Skills-graph systems. A newer generation of platforms (Degreed, 360Learning) builds skills graphs that map content to competencies and allows employees to self-report skill levels. This is better. But self-reported skill levels are notoriously unreliable (the Dunning-Kruger effect is well-documented in professional skill assessment), and skills-graph systems still don't capture the behavioral and contextual signals that make a recommendation truly predictive.

Assessment-driven systems. Some platforms build in pre-assessments to set personalized paths. This is closer to right, but assessments are snapshots, not continuous models. They degrade in accuracy as soon as the learner's state changes — which begins immediately after assessment.

What none of these systems has — yet — is the combination of continuous behavioral signal ingestion, a persistent mastery model that updates in real time, and a recommendation layer that incorporates current context as well as longitudinal history. That's the gap between them and what's possible.

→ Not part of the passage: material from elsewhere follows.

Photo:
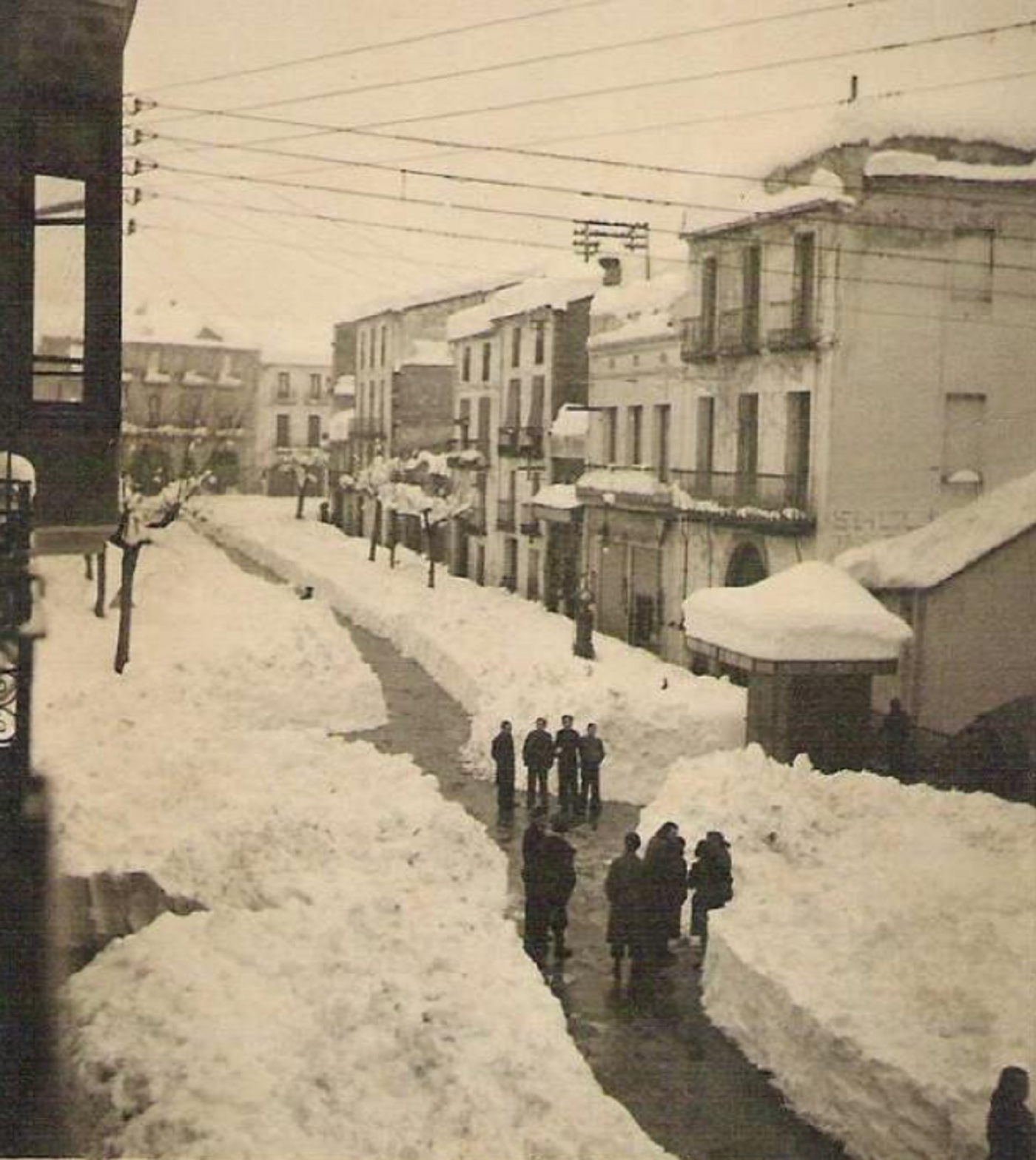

The Signal Investment HR Should Make Right Now

If you're running an L&D function and you want to move toward better signal quality without rebuilding your entire stack, here's the prioritized list:

1. Pre-learning skill assessment with validated instruments. Replace self-reported skill levels with structured behavioral assessments. The assessment itself is signal. It tells you where someone actually is, not where they think they are. This feeds more accurate recommendations from day one.

2. Post-learning application tracking. Add a one-question prompt 7 days after any learning module: "Did you apply anything from this in the past week?" That answer is signal about transfer, which predicts whether the learning actually worked. Feed it back to the recommendation engine.

3. Manager input on development priorities. A quarterly 5-minute manager form: "What's the one skill you most want this person to develop in the next 90 days?" That's the highest-quality signal you can get about goal-proximate learning needs. It's also almost universally uncaptured.

4. Engagement depth over completion. Instrument your learning platform to track time-on-content, replay events, and save/share actions. These are better proxies for genuine engagement than binary completion.

None of this requires a new platform. It requires treating signal as a first-class investment — not a byproduct of your current system.


What a Better System Looks Like

The L&D system that actually solves the Netflix problem has three properties:

One clear recommendation per day. Not a catalog, not a suggested learning path with 40 modules. One thing, selected by an algorithm that knows you better than you know your own skill gaps.

A recommendation engine that earns trust through precision. The first time an employee thinks "wow, that was exactly what I needed right now," the system has won. Getting to that moment quickly is the product design challenge.

Measurement that closes the loop. If the recommendation engine is working, it should show up in behavioral change data, not just completion rates. The feedback loop from outcome to signal to recommendation is what makes the system improve over time.

The good news: the technology to build this exists. The content to fuel it is abundant. What's been missing is the architecture to connect them.